When you do, I hope you'll mention Paul Halmos, one of my favorite mathematicians (and the author, among many other things, of Naive Set Theory, which is on the MIRI reading list), who famously began his autobiography with the sentence "I like words more than numbers, and I always did."
Contrary data point here: I eventually figured out the "correct" answer (in the sense of the answer that everyone else came up with), but it took me something like 15-20 minutes (including interruptions by various distractions, such as reading subsequent paragraphs -- which I'm glad I did, because it allowed me to discover that the test was untimed, which is what gave me the confidence to try to figure it out!).
I think this is uncharitable to Tao. When he says "exceptional" here, I think he means it in the ordinary sense of the word -- the sense relevant to most of the readers he's addressing -- which would include not only himself but also almost all of his UCLA colleagues (for example).
That's very interesting to me – thanks for sharing.
Thanks for pointing out a possible alternative explanation. Can you elaborate? I think that I might understand what you're saying, but I'm not sure. Are you saying that UCLA math professors would be considered to be exceptional mathematicians but not exceptionally intelligent? It's not clear to me that this is the case – you seem to be breaking symmetry by interpreting his two uses of 'exceptional' in different ways.

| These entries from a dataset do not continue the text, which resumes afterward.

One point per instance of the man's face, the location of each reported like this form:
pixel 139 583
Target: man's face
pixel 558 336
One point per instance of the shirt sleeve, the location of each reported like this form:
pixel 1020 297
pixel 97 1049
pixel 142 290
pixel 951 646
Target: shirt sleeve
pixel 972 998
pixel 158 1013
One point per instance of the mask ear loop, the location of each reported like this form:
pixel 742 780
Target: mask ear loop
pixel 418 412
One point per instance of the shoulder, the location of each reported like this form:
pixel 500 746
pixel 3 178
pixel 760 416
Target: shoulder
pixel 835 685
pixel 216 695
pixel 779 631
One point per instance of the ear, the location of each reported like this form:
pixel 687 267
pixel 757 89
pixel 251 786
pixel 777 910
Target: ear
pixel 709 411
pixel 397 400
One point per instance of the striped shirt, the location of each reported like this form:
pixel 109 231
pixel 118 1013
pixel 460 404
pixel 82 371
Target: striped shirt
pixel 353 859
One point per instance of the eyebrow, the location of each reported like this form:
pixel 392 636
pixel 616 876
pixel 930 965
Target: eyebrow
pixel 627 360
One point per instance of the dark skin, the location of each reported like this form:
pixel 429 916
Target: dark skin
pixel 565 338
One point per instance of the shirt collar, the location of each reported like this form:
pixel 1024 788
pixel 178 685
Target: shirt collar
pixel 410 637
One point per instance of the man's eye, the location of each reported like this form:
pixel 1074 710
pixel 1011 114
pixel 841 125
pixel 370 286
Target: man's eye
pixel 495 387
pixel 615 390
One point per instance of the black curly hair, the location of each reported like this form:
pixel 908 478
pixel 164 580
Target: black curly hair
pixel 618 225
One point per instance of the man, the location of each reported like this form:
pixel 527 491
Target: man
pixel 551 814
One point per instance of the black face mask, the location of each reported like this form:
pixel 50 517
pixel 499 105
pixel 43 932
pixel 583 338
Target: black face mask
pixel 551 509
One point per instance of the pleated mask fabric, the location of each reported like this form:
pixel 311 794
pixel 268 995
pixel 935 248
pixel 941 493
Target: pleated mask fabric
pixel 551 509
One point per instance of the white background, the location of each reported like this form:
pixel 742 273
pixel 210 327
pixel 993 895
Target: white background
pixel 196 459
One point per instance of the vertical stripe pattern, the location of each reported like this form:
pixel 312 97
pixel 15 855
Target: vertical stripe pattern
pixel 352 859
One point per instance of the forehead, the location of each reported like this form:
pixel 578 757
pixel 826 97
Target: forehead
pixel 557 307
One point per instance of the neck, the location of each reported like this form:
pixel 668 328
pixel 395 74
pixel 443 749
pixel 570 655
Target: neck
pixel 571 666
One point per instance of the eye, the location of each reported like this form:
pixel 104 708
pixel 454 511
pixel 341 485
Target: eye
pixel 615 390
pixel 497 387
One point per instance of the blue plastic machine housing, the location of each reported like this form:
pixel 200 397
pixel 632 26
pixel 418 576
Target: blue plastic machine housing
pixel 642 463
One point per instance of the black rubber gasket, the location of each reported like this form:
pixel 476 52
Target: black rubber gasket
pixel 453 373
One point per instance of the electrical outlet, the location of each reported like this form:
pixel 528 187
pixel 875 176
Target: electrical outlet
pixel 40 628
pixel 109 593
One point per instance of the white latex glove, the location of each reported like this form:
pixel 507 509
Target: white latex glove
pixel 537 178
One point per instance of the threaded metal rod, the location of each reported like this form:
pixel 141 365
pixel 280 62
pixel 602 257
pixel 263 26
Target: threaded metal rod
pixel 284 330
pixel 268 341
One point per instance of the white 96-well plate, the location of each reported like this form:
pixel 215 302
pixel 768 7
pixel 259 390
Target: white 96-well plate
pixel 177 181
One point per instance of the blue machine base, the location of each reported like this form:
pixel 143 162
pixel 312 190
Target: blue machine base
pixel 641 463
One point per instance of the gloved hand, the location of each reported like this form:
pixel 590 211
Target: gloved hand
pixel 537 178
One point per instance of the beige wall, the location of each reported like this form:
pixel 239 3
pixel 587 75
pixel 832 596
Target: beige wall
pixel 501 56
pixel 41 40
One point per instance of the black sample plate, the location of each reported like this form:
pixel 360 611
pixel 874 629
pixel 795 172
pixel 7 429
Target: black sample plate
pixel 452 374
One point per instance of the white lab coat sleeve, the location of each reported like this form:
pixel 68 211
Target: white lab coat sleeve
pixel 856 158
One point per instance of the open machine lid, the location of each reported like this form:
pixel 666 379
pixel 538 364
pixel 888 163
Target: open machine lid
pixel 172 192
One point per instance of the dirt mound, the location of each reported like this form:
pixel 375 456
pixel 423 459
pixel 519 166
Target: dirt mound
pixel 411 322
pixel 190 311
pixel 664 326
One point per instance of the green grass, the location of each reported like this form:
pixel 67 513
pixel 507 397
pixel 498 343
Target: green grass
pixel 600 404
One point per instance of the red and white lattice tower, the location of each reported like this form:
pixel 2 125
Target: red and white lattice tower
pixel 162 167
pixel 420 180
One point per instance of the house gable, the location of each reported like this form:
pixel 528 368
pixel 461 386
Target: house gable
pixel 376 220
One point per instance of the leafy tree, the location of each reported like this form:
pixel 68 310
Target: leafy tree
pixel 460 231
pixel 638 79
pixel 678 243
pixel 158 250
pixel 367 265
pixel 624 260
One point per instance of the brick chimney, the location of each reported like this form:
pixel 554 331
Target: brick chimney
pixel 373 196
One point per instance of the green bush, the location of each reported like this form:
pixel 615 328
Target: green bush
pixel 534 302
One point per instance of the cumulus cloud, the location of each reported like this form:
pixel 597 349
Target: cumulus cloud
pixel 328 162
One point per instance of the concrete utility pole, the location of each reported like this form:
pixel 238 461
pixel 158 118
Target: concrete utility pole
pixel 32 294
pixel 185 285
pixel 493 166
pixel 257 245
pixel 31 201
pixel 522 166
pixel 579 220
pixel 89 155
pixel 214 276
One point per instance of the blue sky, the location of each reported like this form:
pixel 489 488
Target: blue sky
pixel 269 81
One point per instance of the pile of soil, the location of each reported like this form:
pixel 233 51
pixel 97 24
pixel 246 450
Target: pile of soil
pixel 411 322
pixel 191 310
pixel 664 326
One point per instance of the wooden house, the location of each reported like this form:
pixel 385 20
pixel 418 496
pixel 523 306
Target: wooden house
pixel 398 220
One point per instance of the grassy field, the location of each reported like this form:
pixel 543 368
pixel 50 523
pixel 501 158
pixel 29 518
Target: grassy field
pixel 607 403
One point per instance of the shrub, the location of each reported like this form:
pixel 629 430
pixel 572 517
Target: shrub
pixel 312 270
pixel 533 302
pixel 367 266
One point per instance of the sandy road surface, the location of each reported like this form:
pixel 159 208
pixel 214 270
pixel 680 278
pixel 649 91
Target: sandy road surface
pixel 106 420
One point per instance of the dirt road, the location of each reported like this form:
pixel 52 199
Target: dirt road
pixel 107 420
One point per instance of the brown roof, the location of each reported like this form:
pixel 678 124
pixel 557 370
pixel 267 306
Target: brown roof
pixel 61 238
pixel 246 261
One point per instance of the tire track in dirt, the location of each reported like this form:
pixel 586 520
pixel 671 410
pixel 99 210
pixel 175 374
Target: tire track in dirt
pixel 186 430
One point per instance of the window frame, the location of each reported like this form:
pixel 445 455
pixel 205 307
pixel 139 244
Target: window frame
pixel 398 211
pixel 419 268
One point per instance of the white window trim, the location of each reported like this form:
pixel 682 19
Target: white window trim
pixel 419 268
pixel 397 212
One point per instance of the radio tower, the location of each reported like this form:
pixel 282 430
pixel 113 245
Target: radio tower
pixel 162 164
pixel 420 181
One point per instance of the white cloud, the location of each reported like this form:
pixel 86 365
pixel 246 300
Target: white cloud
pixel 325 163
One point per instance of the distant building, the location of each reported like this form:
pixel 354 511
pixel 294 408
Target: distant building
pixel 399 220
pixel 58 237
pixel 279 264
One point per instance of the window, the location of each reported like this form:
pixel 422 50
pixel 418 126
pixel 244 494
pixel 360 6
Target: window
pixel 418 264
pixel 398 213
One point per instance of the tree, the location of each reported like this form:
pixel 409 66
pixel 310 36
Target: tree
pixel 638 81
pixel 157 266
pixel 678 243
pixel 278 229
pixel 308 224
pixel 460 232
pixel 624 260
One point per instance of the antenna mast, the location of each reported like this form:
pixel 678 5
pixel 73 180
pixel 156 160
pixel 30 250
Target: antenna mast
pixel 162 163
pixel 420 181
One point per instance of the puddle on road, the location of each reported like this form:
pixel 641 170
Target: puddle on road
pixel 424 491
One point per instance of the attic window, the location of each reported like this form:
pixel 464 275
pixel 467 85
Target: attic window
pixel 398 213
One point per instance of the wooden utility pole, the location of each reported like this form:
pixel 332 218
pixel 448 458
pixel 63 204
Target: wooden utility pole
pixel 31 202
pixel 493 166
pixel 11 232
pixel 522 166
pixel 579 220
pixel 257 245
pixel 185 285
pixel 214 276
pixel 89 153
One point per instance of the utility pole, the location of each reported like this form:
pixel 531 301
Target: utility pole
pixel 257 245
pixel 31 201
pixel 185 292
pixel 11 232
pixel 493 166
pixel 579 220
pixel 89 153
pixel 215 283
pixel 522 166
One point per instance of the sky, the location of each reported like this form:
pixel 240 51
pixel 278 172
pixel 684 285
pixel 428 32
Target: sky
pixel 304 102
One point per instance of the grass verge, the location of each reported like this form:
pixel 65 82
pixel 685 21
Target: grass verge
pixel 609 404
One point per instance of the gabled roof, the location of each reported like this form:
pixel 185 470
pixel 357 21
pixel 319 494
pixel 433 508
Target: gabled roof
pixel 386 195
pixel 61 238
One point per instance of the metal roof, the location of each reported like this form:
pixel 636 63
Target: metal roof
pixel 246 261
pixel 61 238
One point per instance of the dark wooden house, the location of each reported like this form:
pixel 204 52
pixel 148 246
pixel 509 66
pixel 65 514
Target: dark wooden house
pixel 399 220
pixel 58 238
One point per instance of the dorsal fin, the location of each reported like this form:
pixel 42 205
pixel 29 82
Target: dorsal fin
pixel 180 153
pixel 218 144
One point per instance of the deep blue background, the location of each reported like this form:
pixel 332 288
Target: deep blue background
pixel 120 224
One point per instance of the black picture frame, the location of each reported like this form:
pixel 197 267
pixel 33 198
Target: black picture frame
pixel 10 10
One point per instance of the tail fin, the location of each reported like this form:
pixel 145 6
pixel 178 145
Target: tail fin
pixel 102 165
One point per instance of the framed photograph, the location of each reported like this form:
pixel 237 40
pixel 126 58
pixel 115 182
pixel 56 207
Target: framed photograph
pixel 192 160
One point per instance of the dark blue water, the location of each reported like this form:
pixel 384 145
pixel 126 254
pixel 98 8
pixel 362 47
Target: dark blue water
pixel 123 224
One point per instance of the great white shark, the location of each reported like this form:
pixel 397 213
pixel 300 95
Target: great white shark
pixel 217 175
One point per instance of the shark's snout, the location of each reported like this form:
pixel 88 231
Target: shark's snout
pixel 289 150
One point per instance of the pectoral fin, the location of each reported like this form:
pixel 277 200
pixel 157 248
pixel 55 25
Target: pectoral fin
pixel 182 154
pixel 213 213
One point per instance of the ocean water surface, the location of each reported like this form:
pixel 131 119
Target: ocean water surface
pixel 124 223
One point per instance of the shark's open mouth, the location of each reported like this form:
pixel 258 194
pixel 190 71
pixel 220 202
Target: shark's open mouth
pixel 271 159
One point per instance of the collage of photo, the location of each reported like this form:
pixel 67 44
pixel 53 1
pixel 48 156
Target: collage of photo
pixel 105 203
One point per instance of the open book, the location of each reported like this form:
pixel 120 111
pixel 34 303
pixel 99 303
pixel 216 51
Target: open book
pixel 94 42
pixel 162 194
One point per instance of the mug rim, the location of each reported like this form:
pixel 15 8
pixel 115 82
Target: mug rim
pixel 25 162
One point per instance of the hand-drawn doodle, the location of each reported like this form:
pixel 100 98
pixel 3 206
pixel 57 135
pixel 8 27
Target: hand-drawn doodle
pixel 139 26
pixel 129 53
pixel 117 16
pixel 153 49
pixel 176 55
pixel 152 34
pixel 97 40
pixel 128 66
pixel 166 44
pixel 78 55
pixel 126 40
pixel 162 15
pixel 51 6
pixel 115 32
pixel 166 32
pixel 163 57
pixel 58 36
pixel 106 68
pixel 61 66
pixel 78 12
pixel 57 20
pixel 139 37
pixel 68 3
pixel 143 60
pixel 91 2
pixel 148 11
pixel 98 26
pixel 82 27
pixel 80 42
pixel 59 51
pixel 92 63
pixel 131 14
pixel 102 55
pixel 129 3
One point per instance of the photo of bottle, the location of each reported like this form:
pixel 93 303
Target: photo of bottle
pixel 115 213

UCLA math professors are as a group more intelligent than UCLA math grad students, who are in turn as a group more intelligent than UCLA math majors. His remarks in the article that I linked suggests that he adheres to the threshold theory – that after a certain point intelligence doesn't yield incremental returns. I think that this is wrong whatever reference class one is using.
I think what Tao means is something like: among the total population of those intelligent enough to eventually become senior faculty at a UCLA-level department, variables other than intelligence are much better predictors of (the binary variable of) whether a given individual achieves (at least) that level of status (as opposed to, say, the level of more typical state universities).
This is not inconsistent with intelligence being the best predictor of Tao-like status conditional upon UCLA-level status. In terms of intelligence, ordinary universities might contain a large percentage of could-have-been-UCLA's even if UCLA-level places contain only a small number of could-have-been-Tao's.
I also suspect you and Tao (or at least, his public "voice" as reflected in his writings) may disagree somewhat about the relative contribution to mathematics of Tao-level and merely-UCLA-level mathematicians.